According to estimates by the media company Zenith, global spending on online advertising in 2018 will reach 227 billion dollars. This is a huge sum that should be supporting all existing content sites, but in practice two giant companies – Google and Facebook – collect half the revenue for online advertising. The two have become an advertising duopoly, because they have built platforms that offer billions of visitors around the world a different content consumption experience, and they’re based on content produced by other companies – mainly news and entertainment creators.
In order to maximize the distribution of their content, sites are now buying “traffic” to articles, especially from Facebook, using the Boost button – a button that moves an article up to a business page on the social network and enables quick promotion of a post for payment.
However, the change made by Facebook to its algorithm earlier this year, which favors content from friends over commercial and news items, has significantly reduced the exposure of content sites on the social network’s feed. Along with the fact that content organizations now have to pay a great deal more money to promote content on Facebook, the move was a painful reminder that content organizations need to ensure that their revenue comes primarily from their own platforms – and not to rely on others. “In February, several content organizations approached us when Facebook cut them all from the feed.”
Index of Visitor Behaviors
“When you’re promoting – every article becomes a campaign,” Bar-Tur says. “For example, when promoting an article on Outbrain, Taboola or Facebook in Israel or the United States – every parameter is a separate campaign.
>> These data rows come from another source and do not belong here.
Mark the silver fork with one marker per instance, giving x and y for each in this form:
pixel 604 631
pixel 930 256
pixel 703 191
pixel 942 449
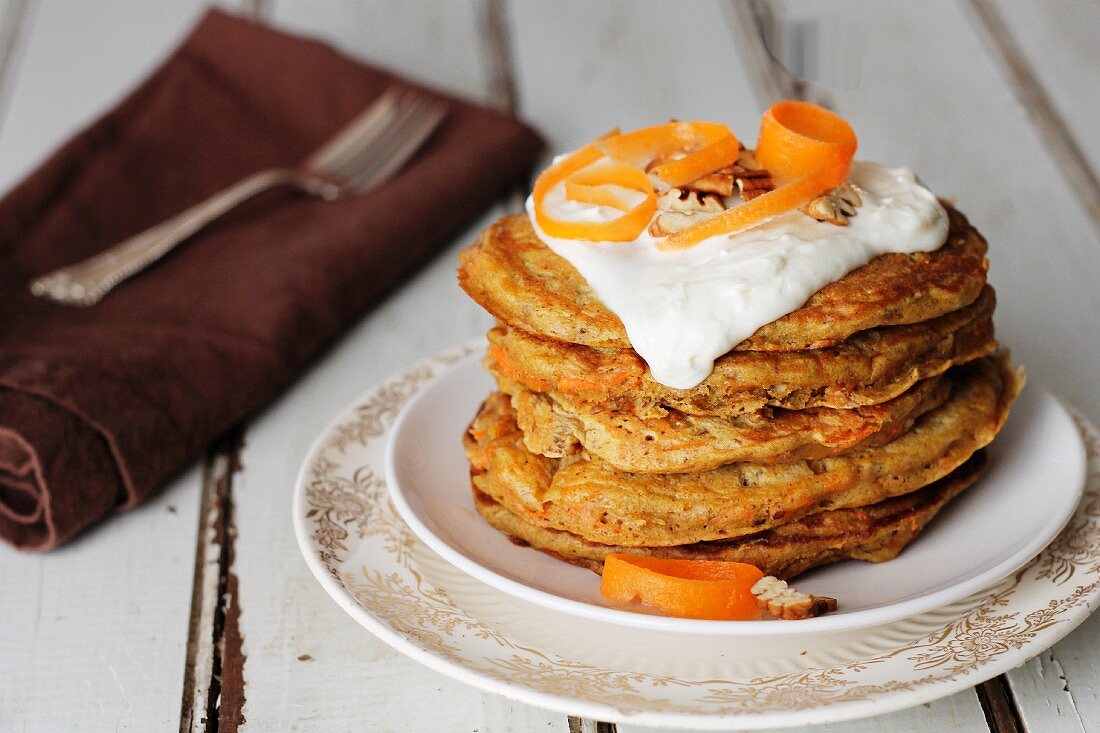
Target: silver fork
pixel 370 150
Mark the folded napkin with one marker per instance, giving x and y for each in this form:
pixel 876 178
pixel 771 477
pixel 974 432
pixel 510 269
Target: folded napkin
pixel 99 406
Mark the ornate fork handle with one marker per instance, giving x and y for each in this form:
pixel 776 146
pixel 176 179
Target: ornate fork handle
pixel 89 281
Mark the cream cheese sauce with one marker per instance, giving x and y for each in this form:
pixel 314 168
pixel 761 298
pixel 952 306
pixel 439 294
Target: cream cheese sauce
pixel 685 308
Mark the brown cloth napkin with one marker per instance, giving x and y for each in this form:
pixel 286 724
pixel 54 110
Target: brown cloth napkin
pixel 98 406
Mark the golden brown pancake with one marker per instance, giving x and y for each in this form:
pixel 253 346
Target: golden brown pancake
pixel 558 426
pixel 875 533
pixel 521 282
pixel 869 368
pixel 591 499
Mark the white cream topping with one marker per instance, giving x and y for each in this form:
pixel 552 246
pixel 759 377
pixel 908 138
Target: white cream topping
pixel 685 308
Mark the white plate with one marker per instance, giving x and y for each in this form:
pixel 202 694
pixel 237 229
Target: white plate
pixel 375 568
pixel 1029 491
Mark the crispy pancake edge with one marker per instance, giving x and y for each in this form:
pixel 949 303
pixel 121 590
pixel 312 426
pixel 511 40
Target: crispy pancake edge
pixel 590 499
pixel 510 273
pixel 875 533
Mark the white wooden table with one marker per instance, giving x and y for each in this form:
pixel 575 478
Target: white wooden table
pixel 196 612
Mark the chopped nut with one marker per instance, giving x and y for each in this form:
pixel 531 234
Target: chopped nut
pixel 835 205
pixel 670 222
pixel 751 179
pixel 719 183
pixel 782 601
pixel 680 208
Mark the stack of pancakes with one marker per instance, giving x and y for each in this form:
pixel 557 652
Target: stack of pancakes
pixel 835 431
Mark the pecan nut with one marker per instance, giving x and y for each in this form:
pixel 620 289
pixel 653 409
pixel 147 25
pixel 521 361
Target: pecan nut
pixel 782 601
pixel 835 206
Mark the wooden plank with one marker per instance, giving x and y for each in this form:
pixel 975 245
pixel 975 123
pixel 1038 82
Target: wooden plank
pixel 94 633
pixel 628 68
pixel 986 94
pixel 585 67
pixel 81 58
pixel 308 666
pixel 13 20
pixel 1048 53
pixel 432 41
pixel 1059 44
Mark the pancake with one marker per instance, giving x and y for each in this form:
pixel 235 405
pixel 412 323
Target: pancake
pixel 515 276
pixel 558 426
pixel 875 533
pixel 869 368
pixel 589 498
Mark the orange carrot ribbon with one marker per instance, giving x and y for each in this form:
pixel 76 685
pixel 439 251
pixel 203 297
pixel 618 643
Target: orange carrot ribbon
pixel 688 589
pixel 805 148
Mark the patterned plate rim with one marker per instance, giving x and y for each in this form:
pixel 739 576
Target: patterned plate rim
pixel 332 512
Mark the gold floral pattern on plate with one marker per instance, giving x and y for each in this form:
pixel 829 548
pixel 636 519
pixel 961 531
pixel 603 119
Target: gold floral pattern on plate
pixel 352 534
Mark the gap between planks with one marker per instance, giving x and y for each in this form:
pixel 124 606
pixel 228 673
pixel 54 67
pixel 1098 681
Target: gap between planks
pixel 14 17
pixel 213 671
pixel 1059 141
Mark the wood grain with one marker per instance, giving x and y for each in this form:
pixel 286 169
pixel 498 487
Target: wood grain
pixel 1047 120
pixel 95 634
pixel 309 666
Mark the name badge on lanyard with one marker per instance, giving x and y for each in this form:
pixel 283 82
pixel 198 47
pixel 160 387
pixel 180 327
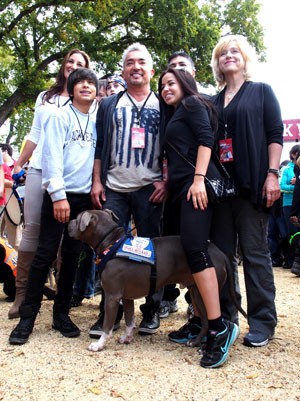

Using PubPlus, one can see how much it cost the content body to bring the user to the campaign, and how many ads the user was shown. The bottom line is that the tool presents the return on the investment for each user.”
By so doing, the PubPlus platform turns content creators into advertisers too. It allows content creators to learn what their leading content is, to turn it into a campaign, promote it and make more money from it. The technology also knows how to indicate to the site owner which campaign isn’t profitable, so that he can stop injecting money into it and save the unnecessary expense.
“We can show the content body which article works best for it, and then tell it that its worthwhile to show it to more users – to run it as a funded campaign. We can promote it in a certain country and even adapt it to certain platforms – Yahoo, SnapChat, and so on – where it is presented differently on each. It isn’t a dirty word, to make money from content,” Bar-Tur claims.
“The content creators don’t know how to make the decision, so we built an engine from them with a profitable model.”
And how does PubPlus benefit from the tool they built? “We build profit-sharing deals, and the more the content body earns – so do we. If the content body only wants to increase the number of users, we’ll take a given percentage of the money they spend,” Bar-Tur says.
Give us an example of insights into user behavior.
“Women, for instance, click significantly more on articles showing women than men do. In addition, when we identify anomalies, we try to understand their source, to learn what has changed, what happened. We also share our insights with our customers. The idea is to build an index of different behaviors.